Aku mendororong pegangan kayuhku ke depan. Perlahan
perahu yang kunaiki semakin bergerak ke tengah danau. Langit sore tampak
membara di atas kepalaku. Warnanya yang keemasan terpantul di air danau,
membuatku seolah-olah mendayung di atas lautan emas.
Dulu, sewaktu aku
masih 8 atau 9 tahun, aku pernah datang ke tempat ini bersama ibu. Pemandangan
sore itu sama persis dengan hari ini. Bagi diriku yang tinggal di kampung batik
dan sehari-hari hanya melihat kusamnya tanah dan debu serta menghirup bau lilin
batik, pemandangan hari itu adalah
sebuah keindahan tiada tara yang membuat hatiku berdebar-debar. Aku merasa
seperti berada di sebuah dunia yang begitu berbeda.
“Ibu, surgakah ini?” tanyaku padanya.
“Bukan, Nak. Ini bukan surga.”
“Tapi tempat ini begitu indah. Tidak ada yang seperti ini
di kampung kita.”
“Memang benar, tapi masih banyak tempat lain yang seindah
ini di berbagai tempat di bumi ini.”
Desaku
adalah sebuah desa tempat para pengrajin dan pedagang batik berkumpul.
Batik-batik yang dibuat di sana seratus persen buatan tangan. Ibuku sendiri
adalah salah seorang wanita pekerja yang tugasnya membuat pola batik dan menegaskan
pola-pola yang dia gambar. Dia juga bertugas untuk menutup bagian kain yang
tidak akan diwarnai sebelum menyerahkan pada bagian pencelupan.
Aku selalu berpikir untuk menjadi seperti orang-orang di
kampungku, tetapi ibu selalu melarang.
“Tidak, Nak. Ibu akan mengelarkanmu dari sini.”

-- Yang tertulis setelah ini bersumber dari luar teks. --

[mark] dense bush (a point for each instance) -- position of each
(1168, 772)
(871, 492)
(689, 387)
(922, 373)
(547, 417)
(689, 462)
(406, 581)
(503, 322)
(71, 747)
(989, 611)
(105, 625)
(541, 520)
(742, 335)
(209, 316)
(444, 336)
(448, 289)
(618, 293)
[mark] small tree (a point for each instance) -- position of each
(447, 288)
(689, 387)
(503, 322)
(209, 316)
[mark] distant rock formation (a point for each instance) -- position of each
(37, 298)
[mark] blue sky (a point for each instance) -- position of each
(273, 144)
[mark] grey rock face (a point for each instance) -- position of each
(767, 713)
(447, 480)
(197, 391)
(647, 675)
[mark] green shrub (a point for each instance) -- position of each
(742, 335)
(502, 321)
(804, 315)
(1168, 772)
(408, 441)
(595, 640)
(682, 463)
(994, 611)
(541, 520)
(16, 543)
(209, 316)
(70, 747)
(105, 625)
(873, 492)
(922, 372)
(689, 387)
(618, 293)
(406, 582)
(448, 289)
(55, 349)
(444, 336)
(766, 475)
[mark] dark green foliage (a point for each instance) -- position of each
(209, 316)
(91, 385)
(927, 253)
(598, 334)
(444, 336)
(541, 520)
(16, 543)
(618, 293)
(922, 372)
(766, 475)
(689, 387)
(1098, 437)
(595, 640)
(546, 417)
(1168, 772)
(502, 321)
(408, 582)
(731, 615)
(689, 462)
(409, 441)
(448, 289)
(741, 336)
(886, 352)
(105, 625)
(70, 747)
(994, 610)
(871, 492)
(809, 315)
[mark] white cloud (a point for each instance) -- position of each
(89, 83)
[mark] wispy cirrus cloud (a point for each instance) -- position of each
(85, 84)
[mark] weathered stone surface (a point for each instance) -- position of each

“Tapi kenapa? Aku suka di sini.”
“Tidakkah kamu ingin melihat tempat seperti danau itu
lagi?”
Aku mengangguk.
“Kalau kamu terus berada di sini, kamu tidak akan dapat
menemukan tempat seperti itu.”
Aku terdiam.
Ibu bekerja siang-malam membanting tulang, mengumpulkan
uang sedikit demi sedikit. Ketika aku lulus dari SMA, ibu mengirimku ke sebuah
universitas di kota. Aku mengambil jurusan Ekonomi. Di saat yang sama, aku juga
mengenal dunia fotografi dari salah seorang temanku di kampus.

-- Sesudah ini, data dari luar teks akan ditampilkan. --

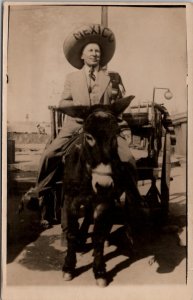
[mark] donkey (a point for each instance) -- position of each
(95, 177)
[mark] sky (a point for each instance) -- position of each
(150, 52)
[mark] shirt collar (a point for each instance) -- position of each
(87, 68)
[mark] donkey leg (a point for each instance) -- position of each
(72, 236)
(102, 226)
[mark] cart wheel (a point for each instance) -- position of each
(165, 176)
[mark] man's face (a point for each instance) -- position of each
(91, 55)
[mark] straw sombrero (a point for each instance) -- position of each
(92, 33)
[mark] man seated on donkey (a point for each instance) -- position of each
(89, 49)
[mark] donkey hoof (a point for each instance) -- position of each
(67, 276)
(101, 282)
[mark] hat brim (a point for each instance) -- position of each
(78, 39)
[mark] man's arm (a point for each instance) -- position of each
(66, 98)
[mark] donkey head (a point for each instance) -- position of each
(100, 124)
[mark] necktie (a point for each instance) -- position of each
(91, 74)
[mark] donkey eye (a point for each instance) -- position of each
(90, 139)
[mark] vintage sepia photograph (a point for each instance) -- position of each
(95, 148)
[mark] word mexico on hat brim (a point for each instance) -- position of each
(92, 33)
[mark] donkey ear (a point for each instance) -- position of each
(79, 111)
(120, 105)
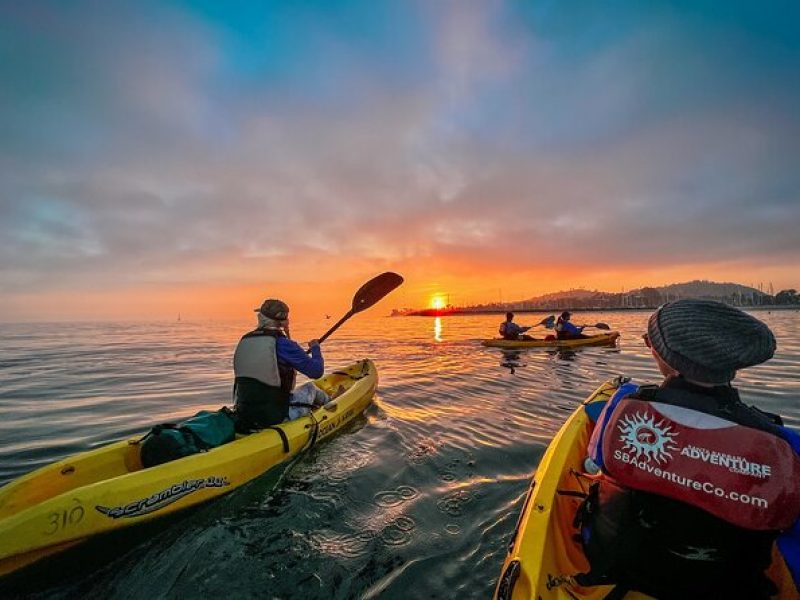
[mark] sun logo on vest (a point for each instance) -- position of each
(644, 438)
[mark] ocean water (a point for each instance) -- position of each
(416, 500)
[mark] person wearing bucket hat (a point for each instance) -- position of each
(691, 488)
(565, 330)
(265, 366)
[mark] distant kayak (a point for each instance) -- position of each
(543, 554)
(69, 501)
(602, 339)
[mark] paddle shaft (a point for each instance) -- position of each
(367, 295)
(338, 324)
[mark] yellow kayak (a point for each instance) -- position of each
(543, 554)
(602, 339)
(63, 504)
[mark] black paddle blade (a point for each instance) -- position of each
(375, 289)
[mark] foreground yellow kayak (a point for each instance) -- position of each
(543, 554)
(602, 339)
(63, 504)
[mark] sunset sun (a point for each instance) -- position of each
(437, 301)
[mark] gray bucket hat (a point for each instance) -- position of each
(708, 341)
(274, 309)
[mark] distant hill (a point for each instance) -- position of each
(647, 297)
(701, 289)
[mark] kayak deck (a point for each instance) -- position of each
(61, 504)
(602, 339)
(543, 554)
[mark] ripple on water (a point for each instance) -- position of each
(453, 504)
(398, 531)
(347, 545)
(390, 498)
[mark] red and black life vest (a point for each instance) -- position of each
(695, 487)
(725, 460)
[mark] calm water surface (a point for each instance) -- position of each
(417, 500)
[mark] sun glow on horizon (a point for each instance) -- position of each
(438, 301)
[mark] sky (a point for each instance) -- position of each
(159, 158)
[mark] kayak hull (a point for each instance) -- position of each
(102, 490)
(543, 554)
(602, 339)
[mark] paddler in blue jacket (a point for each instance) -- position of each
(566, 330)
(692, 487)
(511, 331)
(265, 364)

Aku langsung jatuh cinta pada fotografi ketika pertama
kali berkenalan dengannya. Lewat fotografi, keindahan-keindahan yang ada di
alam dapat kuabadikan. Butuh waktu 2 tahun berkerja dan menabung sebelum
akhirnya aku bisa membeli kamera bekas milik salah seorang kenalanku. Aku
kemudian memperdalam ilmuku di bidang itu dan setelah bertahun-tahun berkerja
keras, aku akhirnya dapat menyebut diriku seorang fotografer profesional dan
juga seorang sarjana.
Aku kemudian berkelana ke berbagai tempat untuk
mendapatkan gambar-gambar terindah, tapi tidak satu pun yang dapat menandingi
kemegahan danau sore itu. Aku teringat akan sore itu dan juga pada ibuku. Ya,
ibuku. Sudah berapa lama aku tidak bertemu dengannya?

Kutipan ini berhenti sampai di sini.